Microbreweries cannot sell their new beers due to the fact the government office they rely on to approve their labels is closed.
October 9, 2013 12:00:00 AM PDT
As we approach Day 10 of the federal government shutdown, we're learning of another business affected. Microbreweries and beer makers cannot bottle new brew without government approval. ABC7 News looked at what this means for one North Bay company.

A chocolate hazelnut porter is one of Heretic Brewing Company's latest craft beers. The only problem is you can't buy a bottle of it in stores.

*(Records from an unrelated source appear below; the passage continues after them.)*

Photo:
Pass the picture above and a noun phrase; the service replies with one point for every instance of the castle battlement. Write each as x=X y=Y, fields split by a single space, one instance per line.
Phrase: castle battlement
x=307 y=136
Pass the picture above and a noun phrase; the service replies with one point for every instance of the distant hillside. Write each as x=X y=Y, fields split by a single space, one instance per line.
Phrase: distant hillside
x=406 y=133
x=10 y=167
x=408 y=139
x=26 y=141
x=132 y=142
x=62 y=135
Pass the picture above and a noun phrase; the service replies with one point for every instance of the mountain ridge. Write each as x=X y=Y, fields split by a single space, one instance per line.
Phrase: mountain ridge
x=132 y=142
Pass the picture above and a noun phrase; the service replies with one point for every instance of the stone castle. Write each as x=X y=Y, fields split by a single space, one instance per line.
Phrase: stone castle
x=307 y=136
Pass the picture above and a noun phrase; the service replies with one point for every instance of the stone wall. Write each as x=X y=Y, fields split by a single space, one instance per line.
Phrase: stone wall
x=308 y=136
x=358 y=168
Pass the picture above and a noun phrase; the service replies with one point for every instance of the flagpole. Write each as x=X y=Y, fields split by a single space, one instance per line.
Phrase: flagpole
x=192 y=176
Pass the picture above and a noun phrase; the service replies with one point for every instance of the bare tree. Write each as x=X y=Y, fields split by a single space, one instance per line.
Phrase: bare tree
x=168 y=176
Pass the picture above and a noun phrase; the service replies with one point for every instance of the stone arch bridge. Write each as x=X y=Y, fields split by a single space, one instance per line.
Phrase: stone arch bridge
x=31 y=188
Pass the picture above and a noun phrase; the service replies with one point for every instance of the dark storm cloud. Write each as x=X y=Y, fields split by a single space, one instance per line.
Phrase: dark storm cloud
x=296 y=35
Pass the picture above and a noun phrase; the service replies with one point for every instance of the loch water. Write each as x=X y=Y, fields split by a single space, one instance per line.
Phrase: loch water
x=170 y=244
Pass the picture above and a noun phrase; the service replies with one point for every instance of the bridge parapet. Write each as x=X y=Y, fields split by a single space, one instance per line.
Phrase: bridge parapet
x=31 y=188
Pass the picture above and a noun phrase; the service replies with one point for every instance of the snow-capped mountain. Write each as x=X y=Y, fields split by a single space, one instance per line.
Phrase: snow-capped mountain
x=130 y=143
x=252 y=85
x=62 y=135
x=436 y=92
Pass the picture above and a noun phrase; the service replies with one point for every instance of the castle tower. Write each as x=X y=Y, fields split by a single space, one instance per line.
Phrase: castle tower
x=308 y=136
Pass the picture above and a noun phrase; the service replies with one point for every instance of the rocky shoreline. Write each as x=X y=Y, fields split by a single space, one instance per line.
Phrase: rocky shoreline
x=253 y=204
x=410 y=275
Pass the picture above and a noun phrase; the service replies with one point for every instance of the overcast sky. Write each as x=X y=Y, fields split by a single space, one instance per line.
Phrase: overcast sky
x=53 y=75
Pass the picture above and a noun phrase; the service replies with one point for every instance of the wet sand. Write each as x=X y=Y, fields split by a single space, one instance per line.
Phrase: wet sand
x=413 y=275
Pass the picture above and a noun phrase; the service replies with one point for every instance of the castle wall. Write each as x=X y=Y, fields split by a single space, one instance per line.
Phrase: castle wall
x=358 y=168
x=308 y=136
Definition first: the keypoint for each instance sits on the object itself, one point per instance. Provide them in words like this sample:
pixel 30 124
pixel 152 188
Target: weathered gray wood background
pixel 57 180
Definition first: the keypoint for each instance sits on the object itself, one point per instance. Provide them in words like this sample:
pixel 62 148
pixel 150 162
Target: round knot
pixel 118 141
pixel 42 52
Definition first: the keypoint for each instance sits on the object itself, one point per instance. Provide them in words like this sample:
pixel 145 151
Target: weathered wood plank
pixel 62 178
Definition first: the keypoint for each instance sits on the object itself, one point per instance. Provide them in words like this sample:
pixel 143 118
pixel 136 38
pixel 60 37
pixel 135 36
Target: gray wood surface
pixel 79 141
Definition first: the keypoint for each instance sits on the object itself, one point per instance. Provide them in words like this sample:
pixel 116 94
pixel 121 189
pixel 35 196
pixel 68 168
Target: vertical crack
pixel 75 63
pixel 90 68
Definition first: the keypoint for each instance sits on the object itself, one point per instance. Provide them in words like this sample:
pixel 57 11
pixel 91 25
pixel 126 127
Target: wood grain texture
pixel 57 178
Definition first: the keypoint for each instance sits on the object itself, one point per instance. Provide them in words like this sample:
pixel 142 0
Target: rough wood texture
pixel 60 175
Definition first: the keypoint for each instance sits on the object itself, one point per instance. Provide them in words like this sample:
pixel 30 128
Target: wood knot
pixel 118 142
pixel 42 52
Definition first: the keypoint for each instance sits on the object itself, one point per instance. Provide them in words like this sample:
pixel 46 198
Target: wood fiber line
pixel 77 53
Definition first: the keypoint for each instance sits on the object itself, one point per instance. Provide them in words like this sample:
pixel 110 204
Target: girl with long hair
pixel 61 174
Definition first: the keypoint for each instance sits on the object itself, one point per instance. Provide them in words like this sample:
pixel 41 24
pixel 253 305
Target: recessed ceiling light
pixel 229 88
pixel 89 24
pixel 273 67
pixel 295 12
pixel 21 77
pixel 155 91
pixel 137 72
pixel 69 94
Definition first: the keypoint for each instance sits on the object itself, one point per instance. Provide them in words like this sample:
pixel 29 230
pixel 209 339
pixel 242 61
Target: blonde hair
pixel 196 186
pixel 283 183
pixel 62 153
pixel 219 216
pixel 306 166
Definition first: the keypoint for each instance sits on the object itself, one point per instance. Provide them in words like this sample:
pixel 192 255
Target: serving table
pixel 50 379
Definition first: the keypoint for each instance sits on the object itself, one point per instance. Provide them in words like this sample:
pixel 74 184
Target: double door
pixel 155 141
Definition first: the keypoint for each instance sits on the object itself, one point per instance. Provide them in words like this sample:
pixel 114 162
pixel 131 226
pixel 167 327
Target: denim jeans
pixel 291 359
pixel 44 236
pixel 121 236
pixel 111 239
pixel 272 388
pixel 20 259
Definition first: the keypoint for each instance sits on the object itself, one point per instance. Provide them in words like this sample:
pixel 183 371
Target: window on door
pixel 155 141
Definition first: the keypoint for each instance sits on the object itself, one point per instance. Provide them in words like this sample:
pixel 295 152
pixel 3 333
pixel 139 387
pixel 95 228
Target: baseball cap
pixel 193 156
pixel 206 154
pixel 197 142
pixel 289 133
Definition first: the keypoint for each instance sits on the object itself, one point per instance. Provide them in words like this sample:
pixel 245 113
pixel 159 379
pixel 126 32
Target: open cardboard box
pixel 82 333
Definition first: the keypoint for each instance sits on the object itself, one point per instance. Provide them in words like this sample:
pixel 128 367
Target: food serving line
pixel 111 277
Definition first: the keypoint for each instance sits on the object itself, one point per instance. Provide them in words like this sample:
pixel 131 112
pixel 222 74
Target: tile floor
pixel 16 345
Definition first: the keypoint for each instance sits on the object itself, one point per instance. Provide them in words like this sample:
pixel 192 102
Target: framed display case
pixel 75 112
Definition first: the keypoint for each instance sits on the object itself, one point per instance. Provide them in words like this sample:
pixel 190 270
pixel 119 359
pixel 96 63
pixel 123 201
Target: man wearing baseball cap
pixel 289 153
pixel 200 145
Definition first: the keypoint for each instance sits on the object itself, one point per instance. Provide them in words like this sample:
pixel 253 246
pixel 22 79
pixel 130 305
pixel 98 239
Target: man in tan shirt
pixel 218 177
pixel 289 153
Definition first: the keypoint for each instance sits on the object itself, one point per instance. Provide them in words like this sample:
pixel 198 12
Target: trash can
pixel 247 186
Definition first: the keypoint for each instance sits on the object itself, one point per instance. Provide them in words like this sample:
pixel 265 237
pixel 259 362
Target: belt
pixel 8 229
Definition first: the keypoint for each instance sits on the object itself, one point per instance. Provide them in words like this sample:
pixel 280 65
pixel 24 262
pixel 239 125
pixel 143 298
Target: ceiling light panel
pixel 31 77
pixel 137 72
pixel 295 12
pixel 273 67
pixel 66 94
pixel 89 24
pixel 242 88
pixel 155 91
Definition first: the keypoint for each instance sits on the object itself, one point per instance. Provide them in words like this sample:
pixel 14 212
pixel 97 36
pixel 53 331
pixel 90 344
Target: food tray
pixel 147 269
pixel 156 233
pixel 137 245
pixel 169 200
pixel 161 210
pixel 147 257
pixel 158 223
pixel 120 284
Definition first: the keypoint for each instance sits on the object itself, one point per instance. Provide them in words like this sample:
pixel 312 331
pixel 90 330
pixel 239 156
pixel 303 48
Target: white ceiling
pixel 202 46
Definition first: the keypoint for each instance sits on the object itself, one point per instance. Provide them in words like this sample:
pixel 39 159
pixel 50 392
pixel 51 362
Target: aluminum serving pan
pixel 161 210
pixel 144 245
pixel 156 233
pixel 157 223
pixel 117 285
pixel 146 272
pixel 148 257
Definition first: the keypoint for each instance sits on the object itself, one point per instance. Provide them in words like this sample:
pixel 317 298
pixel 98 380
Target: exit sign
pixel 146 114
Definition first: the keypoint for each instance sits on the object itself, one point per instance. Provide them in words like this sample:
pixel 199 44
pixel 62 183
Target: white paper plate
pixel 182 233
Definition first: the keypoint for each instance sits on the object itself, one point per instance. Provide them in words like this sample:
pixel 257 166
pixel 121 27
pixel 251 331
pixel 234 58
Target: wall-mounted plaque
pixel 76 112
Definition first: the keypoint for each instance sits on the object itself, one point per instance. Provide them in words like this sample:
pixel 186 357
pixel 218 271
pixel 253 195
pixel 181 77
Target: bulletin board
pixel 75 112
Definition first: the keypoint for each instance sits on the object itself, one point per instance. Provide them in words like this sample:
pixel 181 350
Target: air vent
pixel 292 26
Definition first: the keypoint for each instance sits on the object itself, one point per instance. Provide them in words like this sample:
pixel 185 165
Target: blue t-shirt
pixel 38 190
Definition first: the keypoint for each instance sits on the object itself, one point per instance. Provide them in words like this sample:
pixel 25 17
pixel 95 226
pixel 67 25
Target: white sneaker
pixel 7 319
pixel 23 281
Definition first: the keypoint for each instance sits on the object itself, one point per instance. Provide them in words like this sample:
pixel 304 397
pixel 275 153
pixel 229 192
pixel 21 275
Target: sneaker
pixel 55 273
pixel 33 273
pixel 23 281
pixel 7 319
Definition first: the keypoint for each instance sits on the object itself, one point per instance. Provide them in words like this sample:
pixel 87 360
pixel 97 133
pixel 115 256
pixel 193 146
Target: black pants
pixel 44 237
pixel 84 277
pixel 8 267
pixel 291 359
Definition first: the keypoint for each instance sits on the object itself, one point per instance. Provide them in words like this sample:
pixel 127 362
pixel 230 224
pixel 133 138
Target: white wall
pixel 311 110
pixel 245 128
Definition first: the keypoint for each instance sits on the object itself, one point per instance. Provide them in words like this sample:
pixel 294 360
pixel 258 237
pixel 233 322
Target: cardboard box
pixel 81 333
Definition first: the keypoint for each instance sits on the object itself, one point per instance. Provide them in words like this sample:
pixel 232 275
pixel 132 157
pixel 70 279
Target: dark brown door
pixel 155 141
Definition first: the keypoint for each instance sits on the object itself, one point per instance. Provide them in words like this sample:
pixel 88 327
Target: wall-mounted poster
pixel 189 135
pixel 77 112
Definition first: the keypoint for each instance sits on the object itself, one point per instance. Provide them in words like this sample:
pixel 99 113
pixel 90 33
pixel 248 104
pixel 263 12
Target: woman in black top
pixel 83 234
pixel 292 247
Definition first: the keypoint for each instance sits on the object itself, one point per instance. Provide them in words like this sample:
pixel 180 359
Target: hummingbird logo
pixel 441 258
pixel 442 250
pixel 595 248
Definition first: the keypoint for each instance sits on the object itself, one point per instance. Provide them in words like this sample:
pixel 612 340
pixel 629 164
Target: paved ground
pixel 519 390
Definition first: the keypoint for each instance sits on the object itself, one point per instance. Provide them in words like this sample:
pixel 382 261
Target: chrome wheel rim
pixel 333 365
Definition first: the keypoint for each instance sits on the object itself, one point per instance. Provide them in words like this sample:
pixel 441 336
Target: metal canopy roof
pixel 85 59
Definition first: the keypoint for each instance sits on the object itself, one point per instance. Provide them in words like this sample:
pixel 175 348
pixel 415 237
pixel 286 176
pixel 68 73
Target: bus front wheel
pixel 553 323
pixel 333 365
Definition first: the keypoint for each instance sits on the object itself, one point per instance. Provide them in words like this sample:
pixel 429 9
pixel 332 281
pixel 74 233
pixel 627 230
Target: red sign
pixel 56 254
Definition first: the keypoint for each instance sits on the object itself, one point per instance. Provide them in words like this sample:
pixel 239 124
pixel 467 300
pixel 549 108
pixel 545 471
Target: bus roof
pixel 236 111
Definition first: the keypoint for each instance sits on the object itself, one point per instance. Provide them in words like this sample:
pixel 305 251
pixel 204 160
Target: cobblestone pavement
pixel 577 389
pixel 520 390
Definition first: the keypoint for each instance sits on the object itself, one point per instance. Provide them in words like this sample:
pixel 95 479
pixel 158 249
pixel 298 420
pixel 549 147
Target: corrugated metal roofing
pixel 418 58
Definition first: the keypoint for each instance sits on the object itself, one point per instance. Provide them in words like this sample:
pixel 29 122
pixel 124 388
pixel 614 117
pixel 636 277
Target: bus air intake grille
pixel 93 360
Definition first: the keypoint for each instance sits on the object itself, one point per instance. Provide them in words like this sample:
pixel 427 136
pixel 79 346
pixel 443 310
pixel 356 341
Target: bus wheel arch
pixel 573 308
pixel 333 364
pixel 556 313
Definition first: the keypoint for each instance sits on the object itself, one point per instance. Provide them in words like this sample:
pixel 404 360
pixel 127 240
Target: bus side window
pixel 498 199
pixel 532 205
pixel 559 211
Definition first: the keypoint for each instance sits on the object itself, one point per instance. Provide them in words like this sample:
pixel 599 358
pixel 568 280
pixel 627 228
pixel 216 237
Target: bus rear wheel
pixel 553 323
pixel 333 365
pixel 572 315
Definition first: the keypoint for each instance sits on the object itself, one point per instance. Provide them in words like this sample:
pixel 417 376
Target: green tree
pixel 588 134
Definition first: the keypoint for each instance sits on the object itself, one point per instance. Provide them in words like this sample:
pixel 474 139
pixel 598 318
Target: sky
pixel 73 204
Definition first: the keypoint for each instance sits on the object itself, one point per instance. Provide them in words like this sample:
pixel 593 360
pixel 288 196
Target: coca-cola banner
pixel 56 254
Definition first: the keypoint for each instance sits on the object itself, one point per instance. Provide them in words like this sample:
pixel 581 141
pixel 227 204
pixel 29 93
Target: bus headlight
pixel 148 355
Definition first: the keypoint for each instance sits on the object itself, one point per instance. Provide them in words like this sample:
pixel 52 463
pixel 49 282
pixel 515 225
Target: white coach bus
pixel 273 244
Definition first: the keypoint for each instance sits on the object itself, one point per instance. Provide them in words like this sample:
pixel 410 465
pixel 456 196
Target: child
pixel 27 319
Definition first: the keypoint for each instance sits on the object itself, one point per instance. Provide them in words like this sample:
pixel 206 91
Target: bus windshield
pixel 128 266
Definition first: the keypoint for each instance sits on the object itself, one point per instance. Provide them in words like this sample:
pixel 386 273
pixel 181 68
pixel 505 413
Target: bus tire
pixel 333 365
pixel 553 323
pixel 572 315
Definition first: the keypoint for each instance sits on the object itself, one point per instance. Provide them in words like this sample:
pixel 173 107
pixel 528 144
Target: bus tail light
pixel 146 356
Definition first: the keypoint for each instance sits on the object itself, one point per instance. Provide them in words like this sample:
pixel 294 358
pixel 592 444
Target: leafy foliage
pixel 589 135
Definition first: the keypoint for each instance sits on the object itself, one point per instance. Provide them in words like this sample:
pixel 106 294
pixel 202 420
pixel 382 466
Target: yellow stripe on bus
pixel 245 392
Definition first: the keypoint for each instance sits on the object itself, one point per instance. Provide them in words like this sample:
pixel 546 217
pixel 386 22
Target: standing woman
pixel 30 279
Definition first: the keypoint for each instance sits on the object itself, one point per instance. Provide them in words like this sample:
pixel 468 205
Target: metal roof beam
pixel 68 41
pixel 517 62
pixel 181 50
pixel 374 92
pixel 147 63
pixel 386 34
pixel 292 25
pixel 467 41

"Until we get that label approval, we won't be to put out any new beers on shelves at stores," said Maria Fulmer from the Heretic Brewing Company.

The government shutdown has closed a little known federal agency that approves new beer labels for the market. It's the Alcohol and Tobacco Tax and Trade Bureau.

"We're always trying to create new things for people to try," said Fulmer.

The shutdown is impacting mostly craft brewers who constantly put out quirky flavors and seasonal beers for self-proclaimed "beer geeks" like Remy Corner of Suisun City. He said, "It's nice to have a change with beer, something that has flavor and character to it."

What really burns these breweries is that the agency is still collecting permit taxes from them.

"...Even though we're not allowed to put out our new products, until the federal government is back in its own business," said Fulmer, who added it was a very irritating situation.

This is a crucial time for the Heretic Brewing Company because they're in the midst of expanding from 1,600 to 3,000 barrels a year. But without an approved label, they can't sell more beer. It's just another economic side effect caused by the government shutdown.